A primary finding reveals that, despite Africa being the epicentre of the climate crisis, the dialogue is predominantly led by non-Africans. Swedish climate activist Greta Thunberg stands out as a key influencer, overshadowing many African activists in the spotlight.

NGOs, both African and international, are the leading voices on Twitter, with Climate Story Lab Africa (@CSL_Africa), Future Climate for Africa (FCFA) (@future_climate), and Greenpeace Africa (@Greenpeaceafric) leading the pack.

But where are the local voices? The study indicates a palpable absence. Only three African online media outlets found their way into the top ten platforms publishing climate stories. Instead, US-owned news aggregator allafrica.com seems to be the dominant source circulating these tales.
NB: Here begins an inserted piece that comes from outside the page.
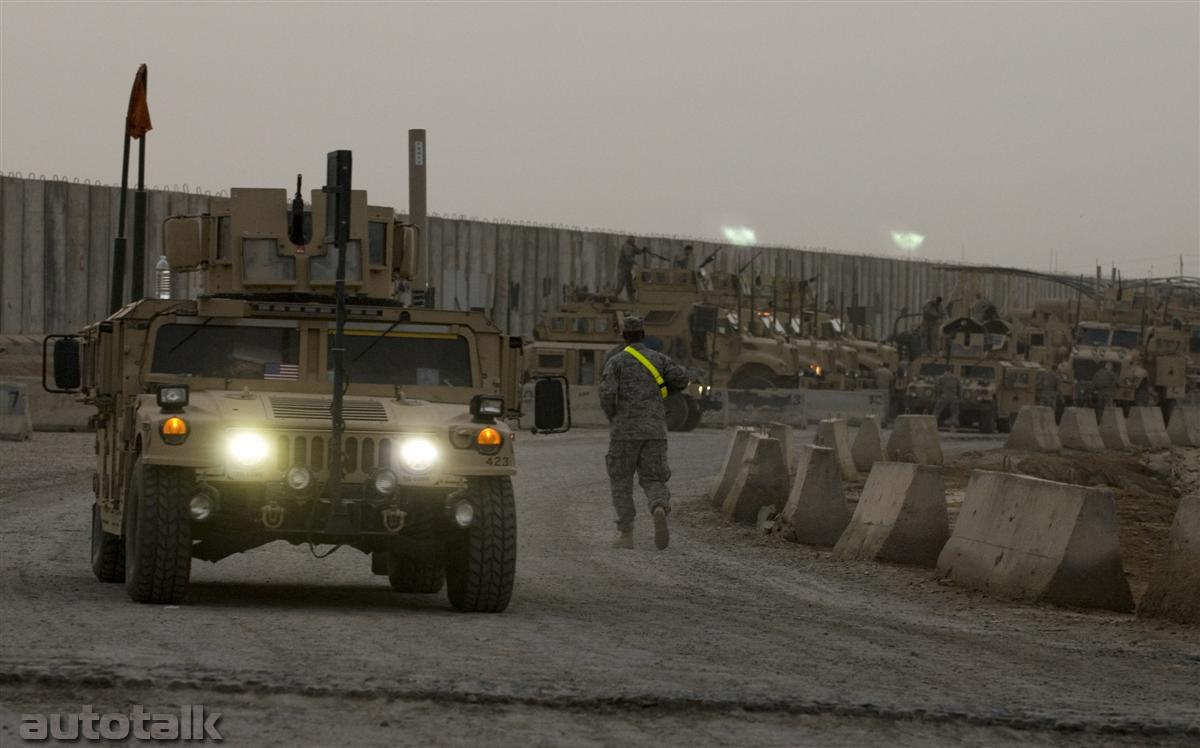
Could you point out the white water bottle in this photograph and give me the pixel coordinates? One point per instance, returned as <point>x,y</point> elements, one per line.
<point>162,277</point>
Local climate events, however, are gaining traction. Contrary to popular belief that media attention spikes during global climate events, this study discovered that local events, such as droughts or floods, draw more media attention in Africa.

When analysed as individual nations, Madagascar is depicted with stereotypical disaster narratives; Ghana showcases a more optimistic tone, Kenya balances between disaster and mitigation, while Nigeria offers a mixed bag, featuring activism, government-led initiatives, and disaster news.
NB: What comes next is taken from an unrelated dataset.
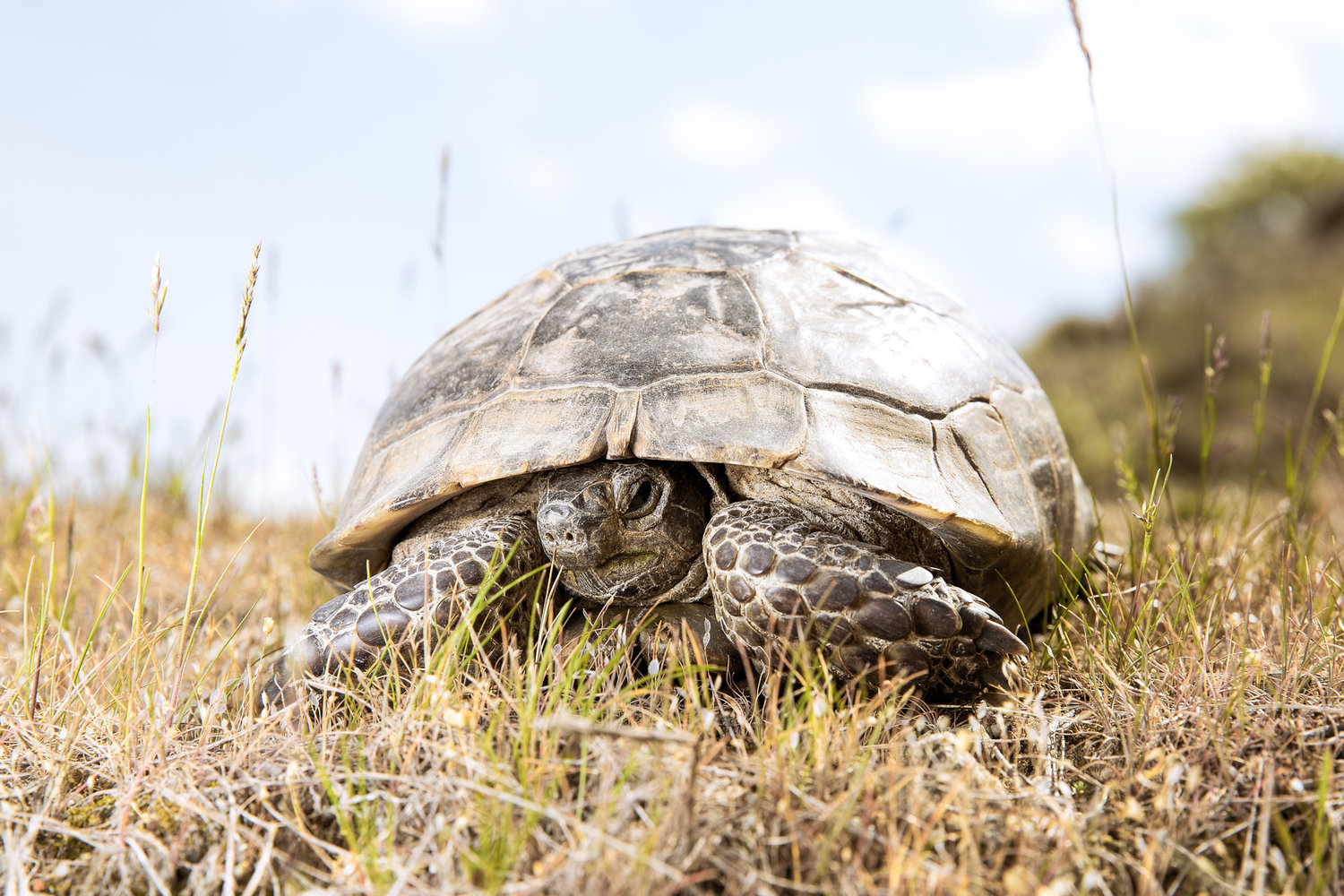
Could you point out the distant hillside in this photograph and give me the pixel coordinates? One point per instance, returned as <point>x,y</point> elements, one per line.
<point>1268,238</point>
Interestingly, just five countries - Kenya, South Africa, Nigeria, Ghana, Uganda, and Madagascar - seem to influence the African climate change narrative considerably.

At the age of 22, Vanessa Nakate began her individual protest against climate change outside the parliament. Today, she stands as one of Africa’s most outspoken climate advocates and a significant figure in the climate movement. With her “Rise Up Movement”, she has motivated numerous young individuals throughout the continent.

Racial undertones are evident, with many tweets embroiled in geopolitical and racial tensions. The discourse often leans towards casting blame, especially between Africa and the West, rather than promoting actionable solutions. Tweets heavily accentuate conflicts and disasters, most notably the famine in Madagascar and fires in Tunisia and Algeria.

This report underscores the pressing need to shift Africa’s climate dialogue, spotlighting the continent’s proactive endeavours to tackle climate change and amplifying authentic African voices in the global narrative.